ERUdyne also won a UAS Services contract that helps the company procure agency services in Alaska and Hawaii.

“We pursued the UAS Services contract because we are very confident in our ability to provide these services in a consistent manner with how we provide resources in the other aspects of our business. Our teams consist of seasoned professionals that came out of the military, law enforcement, emergency management and homeland security so it was a natural fit to apply our knowledge and experience to the use of drones in these situations. Drones are a tool. We know how to use them,” said Novak.

Drone-friendly designation paying dividends

ERUdyne pushed for the drone-friendly designation in Lancaster to help attract attention to the county as an great place for drone-related businesses. Being a rural waterfront locality between Washington DC and the Hampton Roads area is ideal, said Novak. 

And the designation “put a stake in the ground” that makes it easier for the company to pursue its goals. The drone-friendly zone label is helpful when you’re trying to get things done involving the state and federal government, such as trying to get a training certified so it can be funded through the GI Bill. “It’s one more thing that can say here’s who we are, here’s where we are, here’s what this is when someone from outside is looking at it,” Novak explained. 

She’ll measure measure success of the designation by the number of jobs she creates, the partners the company is able to attract, as well as the contracts ERUdyne is able gain from it. And there are already positive results.

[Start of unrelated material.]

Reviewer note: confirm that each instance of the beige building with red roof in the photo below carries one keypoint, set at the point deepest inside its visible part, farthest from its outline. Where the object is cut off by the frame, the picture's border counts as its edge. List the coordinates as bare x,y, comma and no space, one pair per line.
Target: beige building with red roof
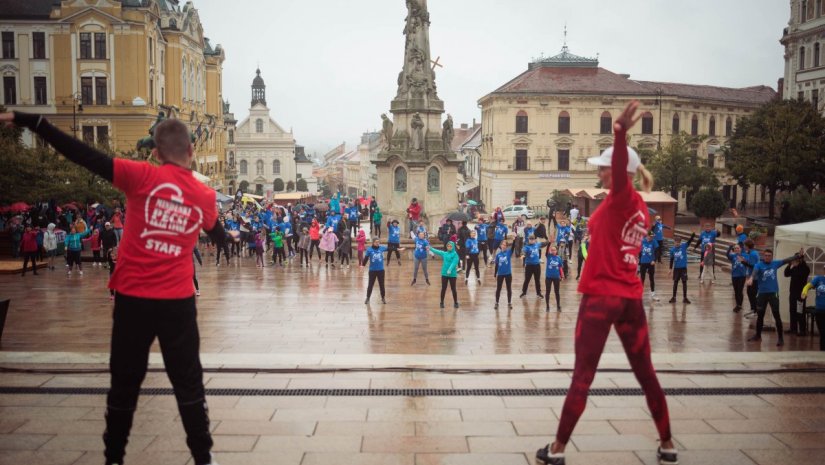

EURdyne recently hired Brittany Zelaya as operations assistant and Jamie Carpenter as director of the Drone Flight School and Testing Center. 

Also, at the kickoff event for the UAS services contract, someone from the Center for Innovative Technologies overheard ERUdyne talking about the drone flight school. Shortly after, that individual came from Richmond and spent hours in Kilmarnock getting acquainted with what ERUdyne is all about.

“Before that, I’d called them and never got a phone call back,” said Novak. “I don’t think ERUdyne would have gotten that type of attention with the drone-friendly resolution.”

Creating opportunities

But ERUdyne isn’t only focused on its own success. The company is proud to be about 90% veteran-staffed. It uses veteran drone pilots and partners with veteran-owned businesses. Many of ERUdyne’s educational and training programs are motivated by a goal of creating skill-building opportunities for veterans or those leaving the military. 

For example, through its Military Partnership Program, ERUdyne conducts outreach to the different branches and various support organizations, aiming to help soldiers transition their military skills and experience to be applicable in helping corporate entities, like those in need of drone pilots for missions related to the oil and gas, energy, power and communications industries. 

And ERUdyne aims to develop a brick-and-mortar resilience center to serve as a hub for monitoring missions. Not only will that allow the company to add local people to assist the team that’s working across the country, but Novak also hopes it can serve as a training center for a veteran incubator, teaching individuals how to set up similar operations.

There is growing concern about the prospects for Lancaster County, with some claiming it’s a dying community with little to nothing to offer young people. Novak said she can’t see that and she isn’t buying into it. Instead, she wants to use ERUdyne to make a difference.

ERUdyne held drone clinics for youth at the Boys and Girls Club and partnered with Lancaster Community Library to provide drone camps for teens. “We want to provide an alternative vocational training and help our future leaders learn how to fly and use drones, understand artificial intelligence, data analytics, and cyber security in leading edge applications to give these kids a hope and opportunity for their future,” said Novak.

“I don’t have time to listen to why things can’t be done. You’ve just got to be creative. We got veterans out there. We’ve got young people that need a career. We’ve got these kids here that need some type of hope. That’s what I care about,” she said.